Kim became interested in graphical storytelling as a child in South Korea, reading and watching Astro Boy, Gundam, Mazinger Z, Captain Harlock stories, Marine Boy, and Star Blazers. In 2004, citing their oversized influence on development, Kim expressed an interest in illustrating children's books, citing The Little Prince and Oh, the Places You'll Go! as examples.

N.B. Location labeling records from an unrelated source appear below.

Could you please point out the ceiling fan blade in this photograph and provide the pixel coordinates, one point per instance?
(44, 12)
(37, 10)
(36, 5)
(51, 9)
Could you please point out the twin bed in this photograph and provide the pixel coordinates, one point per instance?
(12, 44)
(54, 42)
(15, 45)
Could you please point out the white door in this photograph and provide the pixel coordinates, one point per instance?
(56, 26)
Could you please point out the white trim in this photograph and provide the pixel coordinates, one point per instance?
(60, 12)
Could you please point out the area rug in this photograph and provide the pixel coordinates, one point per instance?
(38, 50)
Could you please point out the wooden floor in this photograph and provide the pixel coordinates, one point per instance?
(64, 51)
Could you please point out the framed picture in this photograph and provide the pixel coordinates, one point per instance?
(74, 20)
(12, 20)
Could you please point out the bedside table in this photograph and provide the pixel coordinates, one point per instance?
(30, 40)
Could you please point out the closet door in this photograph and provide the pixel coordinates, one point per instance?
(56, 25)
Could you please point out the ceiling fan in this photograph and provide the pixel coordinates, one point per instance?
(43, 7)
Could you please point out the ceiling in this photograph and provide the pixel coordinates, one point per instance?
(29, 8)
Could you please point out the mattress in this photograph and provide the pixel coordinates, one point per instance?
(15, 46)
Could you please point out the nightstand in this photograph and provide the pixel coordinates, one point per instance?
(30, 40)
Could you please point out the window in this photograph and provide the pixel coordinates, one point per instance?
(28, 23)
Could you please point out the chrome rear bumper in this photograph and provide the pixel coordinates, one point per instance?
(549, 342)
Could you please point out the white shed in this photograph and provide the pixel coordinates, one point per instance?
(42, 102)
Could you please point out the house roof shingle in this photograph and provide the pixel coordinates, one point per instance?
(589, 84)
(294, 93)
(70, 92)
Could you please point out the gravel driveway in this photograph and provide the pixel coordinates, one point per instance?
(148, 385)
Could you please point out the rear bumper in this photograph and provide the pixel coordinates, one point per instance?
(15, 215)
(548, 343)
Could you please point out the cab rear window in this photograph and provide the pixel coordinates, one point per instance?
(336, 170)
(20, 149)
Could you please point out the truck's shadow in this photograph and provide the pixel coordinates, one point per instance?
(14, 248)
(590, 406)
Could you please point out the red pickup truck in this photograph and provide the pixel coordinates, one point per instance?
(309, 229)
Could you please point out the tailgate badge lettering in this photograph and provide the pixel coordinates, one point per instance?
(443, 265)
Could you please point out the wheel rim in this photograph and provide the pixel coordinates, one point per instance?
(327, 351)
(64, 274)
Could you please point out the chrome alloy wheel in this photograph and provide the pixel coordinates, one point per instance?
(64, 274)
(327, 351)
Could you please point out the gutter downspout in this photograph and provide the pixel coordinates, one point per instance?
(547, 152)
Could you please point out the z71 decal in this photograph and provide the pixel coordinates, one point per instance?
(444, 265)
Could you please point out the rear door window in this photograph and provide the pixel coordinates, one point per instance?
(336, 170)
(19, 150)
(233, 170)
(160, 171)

In 2005, NPR's Jacki Lyden noted that, like Kim, both main characters in Same Difference are Korean-American, though she felt they did not exhibit any explicitly-Korean attributes; Kim told her that he avoided obvious or stereotypical signifiers of their Asianness, instead grafting similar scenes as he and his Korean-American friends had while growing up. In a 2013 interview by Gene Luen Yang for First Second Books, Kim agreed that, in addition to many of his main characters being Asian-American, he consciously imbued his work with an "Asian American-ness", though was saddened it needed to be conscious: "The default race for a central character shouldn't have to be white."

===Works===

- With "Duncan's Kingdom" (1999)
- With "Duncan's Kingdom" (1999)
- "Dave's Blind Date" (2001)
- "Same Difference and Other Stories" (2003)
- With "Flight" (2007)
- With Cendreda, Martin (2005). "Gag Station"
- With Hamm, Jesse (2007). "Good As Lily"
- With Willingham, Bill (2008). "1001 Nights of Snowfall"
- With Yang, Gene Luen (2009). "The Eternal Smile"
- "Tune: Vanishing Point" (2012)
- With McClaine, Les (2013). "Tune"
- "The Last Mermaid" (2024)
- With Perez, Jacob (2026). "Royals"

===Reception===
In November 2001, Kim was highlighted and praised in The Comics Journal for his serials Same Difference and Half Empty—then hosted on GeoCities. In September 2004, Shaenon K. Garrity reviewed his body of work for The Webcomics Examiner, and heaped praise on the artist, explicitly calling out his "technical precision and emotional expressiveness."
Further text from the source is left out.